The lasers that bounce around clubs do so on mirrors.

How special the visuals are depends on the time the venue has to arrange the reflectors on the walls and ceiling and make them all line up.

To give the intimate nightclub feel for the 23,000 Amex crowd tonight and tomorrow, Cook’s production team will build mirrors on to the most extreme parts of the superstructure.

“We can turn the whole thing into a grid of lasers,” he explains, while adding the stage will be in front of the East Stand, the crowd on the pitch and in the West Stand, and the bars in the North and South stands.

Agiant screen has been shipped in from Canada for the stage.

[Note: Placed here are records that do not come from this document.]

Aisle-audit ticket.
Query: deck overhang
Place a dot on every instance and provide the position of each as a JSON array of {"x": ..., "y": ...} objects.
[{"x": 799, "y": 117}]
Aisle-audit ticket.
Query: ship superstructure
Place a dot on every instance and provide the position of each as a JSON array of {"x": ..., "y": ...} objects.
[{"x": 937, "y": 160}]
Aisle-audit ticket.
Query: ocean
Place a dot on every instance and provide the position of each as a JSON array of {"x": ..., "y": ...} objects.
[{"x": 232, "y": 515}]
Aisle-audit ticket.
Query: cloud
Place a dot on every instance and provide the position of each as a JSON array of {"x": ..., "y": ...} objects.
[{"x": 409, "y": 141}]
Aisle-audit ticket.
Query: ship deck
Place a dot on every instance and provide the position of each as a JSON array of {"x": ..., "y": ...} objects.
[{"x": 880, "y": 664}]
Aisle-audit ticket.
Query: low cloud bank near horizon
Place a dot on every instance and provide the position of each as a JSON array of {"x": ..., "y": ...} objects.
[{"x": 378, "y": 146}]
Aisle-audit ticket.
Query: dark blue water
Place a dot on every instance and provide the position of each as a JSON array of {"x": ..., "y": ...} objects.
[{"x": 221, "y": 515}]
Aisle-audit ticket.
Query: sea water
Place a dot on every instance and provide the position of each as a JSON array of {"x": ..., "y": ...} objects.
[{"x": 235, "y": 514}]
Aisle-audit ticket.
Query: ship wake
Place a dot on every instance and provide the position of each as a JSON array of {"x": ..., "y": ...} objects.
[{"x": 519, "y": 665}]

“It’s 600sq metres of LED, which isn’t so much like watching a big film, it becomes the light source. There are some lasers, pyrotechnics, and definitely some bells and whistles.”

Clearly, Cook knows a DJ can only provide so much entertainment.

“You try to find the best records and the biggest tunes and the right way to play them.

But beyond that, and waving your arms around and trying to get the crowd up, there is only so much you can do.”

At most festivals there are normally bands before DJs. At the other Big Beach Bootiques there was only time for one or two short support sets to warm up the crowd.

“As a DJ at a festival you’re always cutting corners, but over the past few years I have enjoyed seeing how far we can push it. For BBB5 we only have DJs and the whole day to build it.”

David Guetta supported Norman in 2007.

He is now a bona-fide superstar DJ and featured on Jessie J’s recent number one Laserlight.

Cook admits he didn’t get all his first choices to play the Amex, but drum ’n’ bass and dubstep producer DJ Fresh and anthemloving electro wizard Nero lower down the bill might be the next Guetta.

Expect a party set from The 2 Bears, who after years in the industry, hosting raves in London, have just released their debut record, Be Strong.

The 24-year-old London DJ Maya Jane Coles makes straight-up house and is another up-and-coming name to look out for.

Cook will finally share a bill in Brighton with his old pal Carl Cox, from whom he admits he owes 50% of his DJing style (the other 50% he credits to John Carter).

That the showis in a football stadium is enough of a sporting reference for Albion fan Cook.

“We checked out the ticket sales and only 10% have come through the football club.

So that’s the 10% of Albion fans that are into my music; so the other 90% are not football fans so we won’t pander to them.

“And I don’t have to think about that difficult remix of Sussex By The Sea.”

Cook says the set is ready to go.

He has a bag full of records, old and new, “to make people dance and give them a bit of edge”, to fill his hour-and-three-quarters set before the 10.30pm curfew.

The bars will open afterwards for an extra hour for somewhere to wind down rather than queue for the park and ride.

“I don’t want to make a political point, but I would like to make a sarcastic thanks to British Rail for being so accommodating with trains,” says Cook, in light of Southern Rail’s decision to cancel all trains for the evening.

In winter 2007, at BBB3, Cook flashed a message on screen: “Yes to Falmer”. That day has arrived.

“There is still a market out there for people who want to go and party. They can’t take that away from us,” he says.

Starts 3pm, tickets £38.50 per person, per night.